Perhaps a kind of solution would be for Air Canada and/or Westjet to buy Canadian North, Air Inuit and/or Calm Air? It might allow for greater economies of scale that could offset issues of the costs involved. It doesn’t necessarily solve the competition problem but it would connect northern communities to broader networks. If Air Canada were to buy those airlines, flyers would then have access to Aeroplan benefits and the Star Alliance. That could be have significant benefits considering how much money has to be spent to fly between communities. Given the size of Air Canada’s and Westjet’s networks, they may be able to better absorb some of the losses that occur on the smaller routes. Or, if they kept prices the same, the benefits accrued by flyers through the loyalty programs may make the current prices worth it.

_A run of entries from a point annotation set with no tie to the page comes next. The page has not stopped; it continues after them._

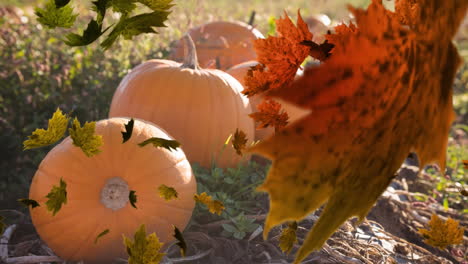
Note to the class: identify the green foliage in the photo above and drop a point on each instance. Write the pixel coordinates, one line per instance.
(54, 15)
(84, 137)
(40, 73)
(240, 228)
(57, 197)
(235, 188)
(56, 129)
(144, 249)
(60, 14)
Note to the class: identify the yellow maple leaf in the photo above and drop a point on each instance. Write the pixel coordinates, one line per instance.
(56, 129)
(84, 137)
(166, 192)
(442, 233)
(144, 249)
(288, 237)
(384, 92)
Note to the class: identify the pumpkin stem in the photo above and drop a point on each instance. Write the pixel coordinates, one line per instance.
(190, 54)
(114, 194)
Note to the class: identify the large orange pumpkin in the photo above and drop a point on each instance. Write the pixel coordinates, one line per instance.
(220, 44)
(98, 190)
(199, 107)
(239, 71)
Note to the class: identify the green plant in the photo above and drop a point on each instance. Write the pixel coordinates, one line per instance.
(235, 188)
(240, 227)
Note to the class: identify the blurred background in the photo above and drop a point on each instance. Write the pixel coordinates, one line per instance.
(38, 73)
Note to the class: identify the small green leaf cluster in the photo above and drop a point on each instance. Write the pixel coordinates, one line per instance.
(235, 188)
(59, 13)
(240, 227)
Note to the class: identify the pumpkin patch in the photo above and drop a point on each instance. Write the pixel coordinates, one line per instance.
(97, 192)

Porter and Flair are, I think, too small to be able to absorb the costs of the smaller routes. Canadian Airlines (who remembers them?) used to run the flights to Iqaluit and elsewhere (hence the name Canadian North), though the scheduled service was less frequent.
To be fair, nobody was buying the $600 tickets to Montreal that Chrono was offering. 90% of ticket sales are government so they’ll pay whatever and the airline knows this.
“The report stresses that in some northern markets, only one airline may be viable — but that doesn’t mean competition can’t exist.”
And that my friends is why no one should take this report seriously.
So the Competition Bureau wants more than one airline to compete in northern markets to bring down prices, despite the fact that there may or may not be enough passenger and cargo demand for just one airline – at today’s prices.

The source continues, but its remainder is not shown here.